Instead, the Black Hand split cleanly, pairs moving with practiced silence, coats falling open just enough to free weapons without advertising intent. Shane watched the pattern unfold and adjusted instinctively, matching their cadence without being told.

No one barked orders. That told him everything. The side entrance gave way after thirty seconds of quiet work. No alarms. No raised voices. Just a soft click and the door easing inward.

The Church smelled like clean stone and old incense. White walls. Gold trim. It felt like stepping into a different city—one where hunger and rot were kept at arm's length by intention alone.

They flowed inside.

Shane moved third, blade still at his hip, pistol in hand. He clocked every figure in the main hall, volunteers first, then clergy, then the ones who weren't doing anything useful. Those were the dangerous ones.

"Hands visible," Erik said.

Not raised. Not shouted. Calm. Flat. The effect was immediate. Some froze. Some complied too quickly. A few hesitated just long enough for Shane to mark them as thinking. Raen and Tovin peeled left. Davin and Lira went right. Margo moved straight down the center aisle like she belonged there, eyes flicking between faces and exits, already mapping resistance.

"Down," Erik said, gesturing.

People complied. Shane felt the shift then, the exact moment doctrine collapsed under authority. Faith yielded to force without ceremony.

A woman stepped forward from near the altar. White and gold robes. Hood down. Five armbands stitched into her sleeve. Dragonkin. Composed, but there was something brittle under it.

"You are exceeding your authority," she said sharply. "This is a religious sanctuary. We are protected from unlawful searches."

Erik didn't raise his voice. "This is an active investigation into a bombing."

"We have no connection to—"

"We have witness testimony of an illegal shipment that arrived at this location and was taken inside exactly twenty-four hours ago," Erik said.

She faltered. Just for a heartbeat.

Shane caught it.

Her eyes flicked, not to Erik, but to the floor behind the altar. Then she looked back at him.

"You," she said quietly. "You're Prince Erik."

The murmur started then. Clergy whispering to volunteers. Volunteers whispering to each other. Erik lifted his rifle, not threatening, not theatrical. Just enough to remind her of reality.

She exhaled. Long. Tight.

"I knew this was coming."

"Detain them," Margo said.

The squad moved. Benches were dragged aside. Hands were bound. Shane and Matthew shifted to cover the exits as people were gathered into the center of the hall.

"Are you Elara?" Margo asked.

"I am," she said, straightening despite the restraints. "And before you accuse us further—know this. I warned him."

"Him?" Margo repeated.

"Ara-dul," Elara said. The name carried venom she didn't bother hiding. "He is not clergy. He never was. He uses the Church because the Cardinal allows it."

A sharp sound echoed as something metallic clattered to the floor, a volunteer entered through the front doors. The noise cut through the room, sharp enough to reset everyone's focus.

Matthew detained them before anyone else moved. He hauled the fellow to the rest. Attention turned back to Elara.

Margo stepped closer. "What was in the crates?"

Elara didn't hesitate. "Weapons. And devices. Guarded by mercenaries. Some of our more… radical believers assisted."

"And you did nothing," Erik said.

"I didn't know the scale," Elara snapped.

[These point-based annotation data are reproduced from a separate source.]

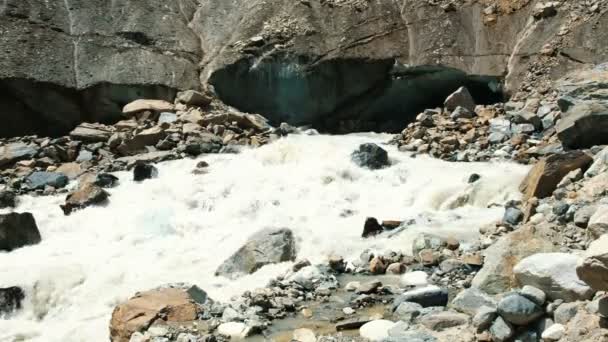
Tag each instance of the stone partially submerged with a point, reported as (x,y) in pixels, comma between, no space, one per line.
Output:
(163,305)
(554,274)
(18,230)
(269,246)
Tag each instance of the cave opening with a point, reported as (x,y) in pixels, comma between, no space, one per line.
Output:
(345,95)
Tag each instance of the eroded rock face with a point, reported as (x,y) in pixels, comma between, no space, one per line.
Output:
(155,306)
(96,60)
(269,246)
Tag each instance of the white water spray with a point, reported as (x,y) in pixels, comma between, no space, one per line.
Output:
(180,226)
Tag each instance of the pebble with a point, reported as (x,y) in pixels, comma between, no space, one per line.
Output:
(554,332)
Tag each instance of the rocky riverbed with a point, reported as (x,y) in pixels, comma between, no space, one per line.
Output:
(163,207)
(519,261)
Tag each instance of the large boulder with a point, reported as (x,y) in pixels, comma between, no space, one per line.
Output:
(370,156)
(593,269)
(584,119)
(268,246)
(86,195)
(41,179)
(496,275)
(544,177)
(460,98)
(91,133)
(16,151)
(555,274)
(10,299)
(172,305)
(18,230)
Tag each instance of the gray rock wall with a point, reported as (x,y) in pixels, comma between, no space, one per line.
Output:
(67,61)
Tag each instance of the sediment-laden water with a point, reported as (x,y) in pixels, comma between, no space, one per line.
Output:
(180,226)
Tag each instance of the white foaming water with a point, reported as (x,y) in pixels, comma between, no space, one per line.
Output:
(180,226)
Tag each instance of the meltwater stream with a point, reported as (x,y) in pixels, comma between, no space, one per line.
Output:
(179,227)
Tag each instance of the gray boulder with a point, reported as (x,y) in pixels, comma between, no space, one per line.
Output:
(426,296)
(370,156)
(16,151)
(519,310)
(10,299)
(18,230)
(269,246)
(39,180)
(7,199)
(460,98)
(501,330)
(554,274)
(471,299)
(496,275)
(593,268)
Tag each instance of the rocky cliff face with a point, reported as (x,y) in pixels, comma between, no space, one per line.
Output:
(309,61)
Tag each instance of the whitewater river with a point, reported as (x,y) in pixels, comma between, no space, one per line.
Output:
(179,227)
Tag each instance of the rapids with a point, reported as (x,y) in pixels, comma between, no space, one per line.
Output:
(179,227)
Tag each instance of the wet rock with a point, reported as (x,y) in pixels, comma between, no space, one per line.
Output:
(235,330)
(469,300)
(193,98)
(484,317)
(408,311)
(10,300)
(145,308)
(304,335)
(91,133)
(401,333)
(143,171)
(554,333)
(106,180)
(396,268)
(554,274)
(501,330)
(269,246)
(14,152)
(71,170)
(42,179)
(376,330)
(496,275)
(593,269)
(460,98)
(85,196)
(443,320)
(583,215)
(544,177)
(473,178)
(352,324)
(377,266)
(461,113)
(8,199)
(518,310)
(371,227)
(416,278)
(337,264)
(18,230)
(426,296)
(583,125)
(513,216)
(167,118)
(369,287)
(370,156)
(565,312)
(534,294)
(138,106)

Then quieter, "I knew something was wrong."

"Ignorance and complacency don't absolve responsibility," Erik replied.

Margo nodded. "If anything, they make it worse."

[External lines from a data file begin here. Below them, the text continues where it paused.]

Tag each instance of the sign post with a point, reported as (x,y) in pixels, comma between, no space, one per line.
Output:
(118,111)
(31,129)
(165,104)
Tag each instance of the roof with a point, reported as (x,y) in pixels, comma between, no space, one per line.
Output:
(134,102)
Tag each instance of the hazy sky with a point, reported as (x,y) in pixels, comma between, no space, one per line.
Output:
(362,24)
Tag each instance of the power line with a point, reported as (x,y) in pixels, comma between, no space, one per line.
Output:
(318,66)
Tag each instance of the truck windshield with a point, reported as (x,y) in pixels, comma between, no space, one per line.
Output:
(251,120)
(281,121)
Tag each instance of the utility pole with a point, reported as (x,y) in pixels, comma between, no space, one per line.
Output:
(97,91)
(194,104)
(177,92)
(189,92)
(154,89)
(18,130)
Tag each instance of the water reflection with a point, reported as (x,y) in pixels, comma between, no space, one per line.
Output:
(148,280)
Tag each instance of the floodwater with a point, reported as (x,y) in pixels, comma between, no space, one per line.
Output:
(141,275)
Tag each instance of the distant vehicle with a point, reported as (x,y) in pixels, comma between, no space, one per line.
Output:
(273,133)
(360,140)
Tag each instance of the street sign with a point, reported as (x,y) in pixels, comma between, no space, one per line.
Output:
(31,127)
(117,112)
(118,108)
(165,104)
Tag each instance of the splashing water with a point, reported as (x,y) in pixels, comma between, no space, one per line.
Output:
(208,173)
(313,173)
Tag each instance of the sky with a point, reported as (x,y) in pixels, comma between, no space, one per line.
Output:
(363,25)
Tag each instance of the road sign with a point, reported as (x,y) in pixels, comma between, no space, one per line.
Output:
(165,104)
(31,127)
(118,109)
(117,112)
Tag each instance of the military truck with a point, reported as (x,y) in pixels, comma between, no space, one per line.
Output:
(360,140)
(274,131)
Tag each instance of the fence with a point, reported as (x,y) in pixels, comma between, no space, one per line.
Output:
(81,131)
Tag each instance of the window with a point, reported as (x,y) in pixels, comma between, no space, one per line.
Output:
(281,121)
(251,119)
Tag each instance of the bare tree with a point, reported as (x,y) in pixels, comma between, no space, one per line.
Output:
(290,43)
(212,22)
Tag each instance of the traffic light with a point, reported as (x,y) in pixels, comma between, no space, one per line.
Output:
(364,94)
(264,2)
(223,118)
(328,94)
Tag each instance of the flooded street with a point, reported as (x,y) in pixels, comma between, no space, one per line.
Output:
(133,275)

Elara's gaze drifted to the stone floor.

"What's down there?" Margo asked.

"An ancient chamber," Elara said. "From before this city."

"What are they doing with it?"

"They plan to bomb the crystal structures."

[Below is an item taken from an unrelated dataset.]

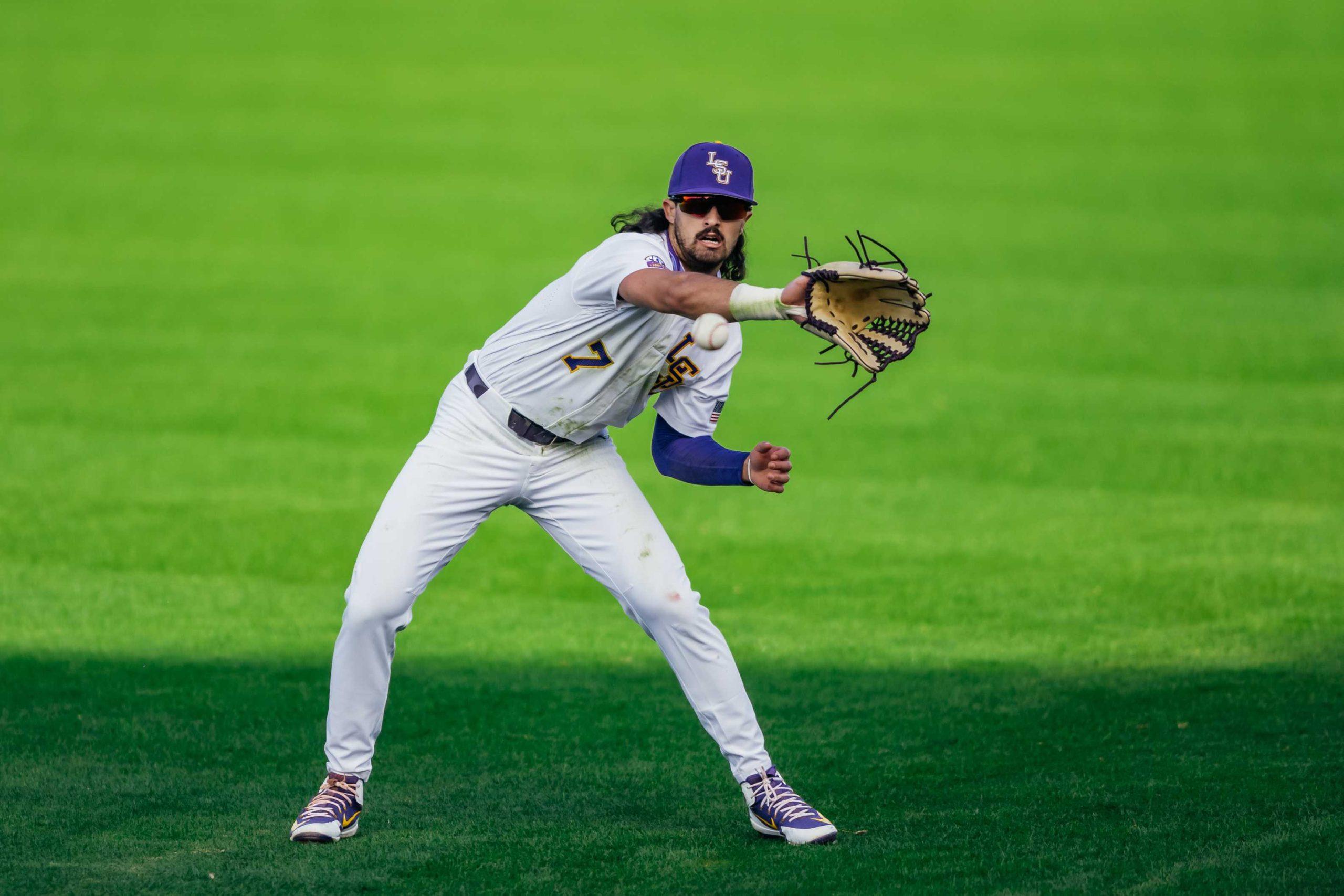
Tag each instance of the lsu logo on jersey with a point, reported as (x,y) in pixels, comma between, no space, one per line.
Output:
(678,370)
(721,168)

The words landed hard. Shane felt it ripple through the squad. Glances exchanged. Shoulders tightened.

"What now?" Margo asked. "This changes everything."

Erik knelt in front of Elara, bringing his voice down. "How many are underground?"

"I—I don't know," she said. "Dozens, maybe. Mercenaries and clergy."

"The devices," Erik said. "Are those the bombs?"

"Yes."

"How large?"

"About three feet long. I did not get a good look at them, but I noticed it was covered in writing I didn't recognize."

"What kind of writing?" Shane asked.

The room went quiet.

She looked at him. "Like… scribbles. Jagged. Not devotional script."

Shane felt something cold settle behind his eyes. He'd seen it once. Briefly. Years ago. 

Matthew caught his expression. "What is it?"

"That script isn't meant to be read," Shane said. "Zao military labs use it on experimental weapons. It's a containment language. Only the designers can interpret it."

Erik turned toward him. "Meaning?"

"Meaning there's a prototype device underground," Shane said. "And no one here knows what it actually does."

The tension shifted. Sharper now. Less abstract. Erik stood and signaled his team with quick, silent gestures. Shane recognized the exchange for what it was—risk assessment without letting the captives see doubt. Three signs matched. Two didn't.

"We proceed," Erik said. "We turn back if it's unstable."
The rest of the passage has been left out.